The ability of XML to store arbitrarily hierarchical data is both a strength (when the data are strictly hierarchial) as well as an Achilles heel/weakness (when they are not, as when you have many-to-many relatinships in the data). It is possible that XML may lend itself to applications oriented to hierarchical data, such as computer-aided design applications, without the need to purchase expensive and highly proprietary database engines with very limited or no third-party support. When you use an RDBMS that supports XML, you have hedged your bets - it is unlikely that ALL of your data will fit the XML paradigm, and there may be large parts of it - or even most of it - where traditional relational modeling is a better fit. The fact that pure XML engines seem to have been delegated to a niche market appears to verify the need for modeling flexibility.

Exporting XML Data from Traditional Relational Databases

If you have a relational model, you can readily export the contents of individual tables or views as XML, provided that the column names in your tables are the same as the names of the XMl tags - (this is how they are exported). You can generally do this without any programming at all, or just a single SQL command (typically, you add the phrase " for XML" to the end of your query). Access 2007 also lets you do this when you export data from a table or query: you just choose "XML" as the output format.

The XML that is exported, however, is "rectangular" (like a row-and-column format) rather than highly-nested hierarchical. There is a pitfall here: Beware of inventing XML-based data interchange formats that are highly hierarchical/nested. For example, if you have information about patients, visits for patients, and the interventions performed within each visit, a highly hierarchical format would have  the intervention data nested within the visit data for each patient. To do this, you must do a join of multiple relational tables, followed by fairly involved (though not especially challenging) programming to perform the nesting.

This is wonderful for programmers - it provides them with continued employment - but creates unnecessary work.
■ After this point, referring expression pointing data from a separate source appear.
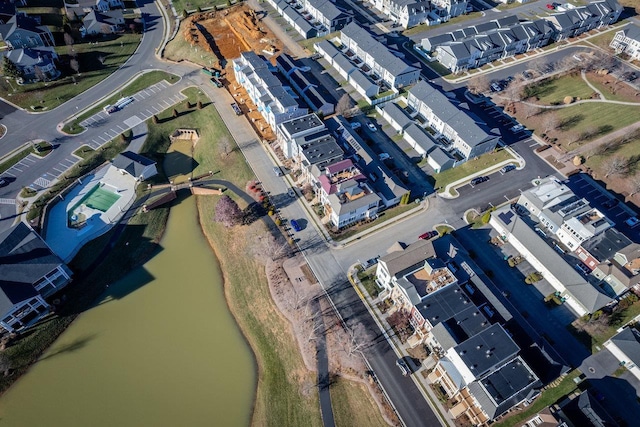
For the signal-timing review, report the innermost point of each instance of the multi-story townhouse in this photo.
(627, 41)
(265, 90)
(30, 272)
(329, 17)
(387, 66)
(460, 134)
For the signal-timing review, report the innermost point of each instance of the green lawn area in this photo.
(308, 44)
(349, 399)
(470, 167)
(630, 150)
(179, 49)
(546, 398)
(139, 83)
(45, 96)
(553, 91)
(6, 165)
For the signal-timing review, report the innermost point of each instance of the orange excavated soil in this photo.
(226, 34)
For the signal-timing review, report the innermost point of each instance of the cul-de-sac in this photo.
(320, 213)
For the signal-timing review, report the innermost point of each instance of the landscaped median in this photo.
(139, 83)
(447, 181)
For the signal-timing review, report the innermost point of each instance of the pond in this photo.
(159, 348)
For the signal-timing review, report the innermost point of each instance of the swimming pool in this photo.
(101, 197)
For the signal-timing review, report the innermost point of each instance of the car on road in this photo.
(633, 221)
(479, 180)
(237, 109)
(507, 168)
(428, 235)
(404, 368)
(611, 203)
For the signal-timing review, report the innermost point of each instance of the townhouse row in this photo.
(480, 44)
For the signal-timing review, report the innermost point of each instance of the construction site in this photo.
(225, 34)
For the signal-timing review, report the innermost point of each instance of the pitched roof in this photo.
(383, 57)
(24, 259)
(413, 254)
(131, 162)
(589, 296)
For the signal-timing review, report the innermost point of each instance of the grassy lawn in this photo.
(139, 83)
(470, 167)
(6, 165)
(553, 91)
(595, 340)
(178, 49)
(45, 96)
(630, 150)
(349, 398)
(546, 398)
(308, 44)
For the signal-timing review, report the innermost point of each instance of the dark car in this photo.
(478, 180)
(428, 235)
(611, 203)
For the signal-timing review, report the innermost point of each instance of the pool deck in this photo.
(65, 241)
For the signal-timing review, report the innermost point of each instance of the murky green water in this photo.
(160, 350)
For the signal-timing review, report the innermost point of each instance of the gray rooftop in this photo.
(24, 259)
(398, 114)
(487, 350)
(590, 297)
(383, 57)
(412, 255)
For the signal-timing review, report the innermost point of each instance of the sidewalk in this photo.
(400, 350)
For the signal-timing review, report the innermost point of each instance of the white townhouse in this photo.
(265, 90)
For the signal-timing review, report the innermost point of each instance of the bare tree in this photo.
(478, 84)
(227, 212)
(75, 65)
(344, 106)
(615, 165)
(224, 146)
(549, 122)
(634, 184)
(68, 40)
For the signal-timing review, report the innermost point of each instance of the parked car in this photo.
(507, 168)
(611, 203)
(428, 235)
(478, 180)
(633, 221)
(402, 365)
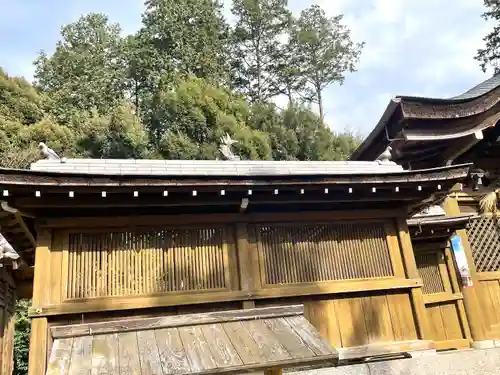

You might as well have, without any programming, transmitted the data as three separate XML documents, each corresponding to one of the tables. In fact, in a rapidly evolving domain, it is highly likely that your data interchange model may undergo several cycles of change, simply because your data model is undergoing changes. Asking programmers to repeatedly modify their export code will earn you their enmity (as well as those of the people they work for) - it's akin to the old story of Sisyphus, the titan who was condemned to roll a stone to the top of the hill only to have it roll down again.

The fact that an XML schema for a complex data format like Microsoft Word or Excel is liable to change each time a new version of Office comes out and new features are added means that, if a programmer writes code that attempts to manipulate  the XML directly, that code is very likely to break with a new release of Office. This is one of the excuses that Microsoft gives for documenting their XML format minimally, and recommending that you manipulate files using the Office programming interface instead. (This interface hides from you the details of whether the file you're working with is stored in XML format or the original Microsoft-binary format.)

The moral of the story is that XML, like any powerful tool, has pitfalls, and you should be careful about when and how to use it. (Personally, I've never yet found the need to save any Office file in XML format, just because Microsoft says you can do so.)